As HOA attorneys in Arizona, we frequently receive questions from HOA boards about how to handle delinquent accounts and whether foreclosure is an option. If you have had questions along these lines, we aim to answer them in this article.
Under Arizona law, an account is eligible for foreclosure if the owner is delinquent in payment of amounts secured by the lien for a period of one year, or if the amount owed is at least $1,200.
There are some encumbrances that take precedent over the HOA’s lien. For example, any encumbrance that was recorded before the Association’s Declaration was recorded, any First Deeds of Trust (mortgages) recorded against the property and any tax liens in place against the unit all receive higher priority than an HOA lien. Any other encumbrances that may exist, such as recorded judgments or second mortgages, will be extinguished when the association forecloses on the lien it has on a property.

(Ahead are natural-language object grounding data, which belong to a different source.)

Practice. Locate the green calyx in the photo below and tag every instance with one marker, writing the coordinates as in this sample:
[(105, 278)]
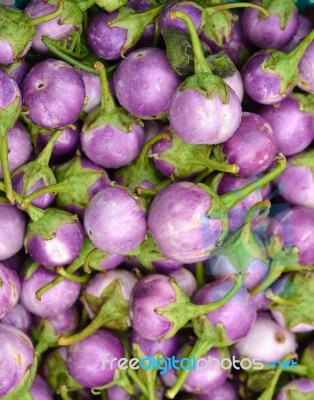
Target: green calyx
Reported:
[(21, 390), (47, 226), (307, 359), (44, 335), (182, 310), (108, 113), (286, 65), (147, 253), (208, 85), (16, 30), (296, 305), (110, 5), (110, 310), (81, 179), (188, 159), (306, 102), (284, 10), (179, 51), (244, 247), (58, 375), (71, 13), (221, 65), (134, 23), (142, 169), (282, 260)]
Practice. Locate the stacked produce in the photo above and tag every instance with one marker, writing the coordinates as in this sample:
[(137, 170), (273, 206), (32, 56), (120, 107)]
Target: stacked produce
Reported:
[(157, 200)]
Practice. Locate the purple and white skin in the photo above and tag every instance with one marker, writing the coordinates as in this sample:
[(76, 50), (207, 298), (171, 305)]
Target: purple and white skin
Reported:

A quick look at the foreclosure process
Assuming the property is eligible for foreclosure, you can then begin the foreclosure process. Keep in mind that the average cost of a foreclosure action is between $5,500 and $6,500—this is one of the reasons why lenders tend to do everything they can to avoid foreclosure, as there are some upfront costs on their end they must contend with.
You can expect the foreclosure process to take about three to six months in total before the property is ultimately sold off at a Sheriff’s Sale. Here’s a quick look at the steps in the process:
- After filing the complaint and serving paperwork, the defendant has up to 10 days to answer that complaint.
- If there is an answer to the complaint, you may then file a motion for summary judgment, which can take about two weeks. Allow another 30 days for a response, another 15 days to reply to that response and another 30 to 60 days for the court to rule and issue a final judgment before all the judgment documents go to the sheriff.
- If there is no response to the complaint, you can submit an application for entry of default within 10 days. Within another two to three weeks you can have a default hearing, at which you will obtain the judgment and then submit all judgment documents to the sheriff.
- After the sheriff has all judgment documents (usually about 30 days after the judgment, give or take a few days) you can then set the date of the Sheriff’s Sale of the property, which typically comes between 30 and 60 days after the Sheriff has all the required documentation.
- The Sheriff’s Sale has several possible outcomes. Either the owner pays the full amounts owed and the sale gets canceled, a third party bids on the property or nobody bids on the property. In the third circumstance, the association becomes the owner by default.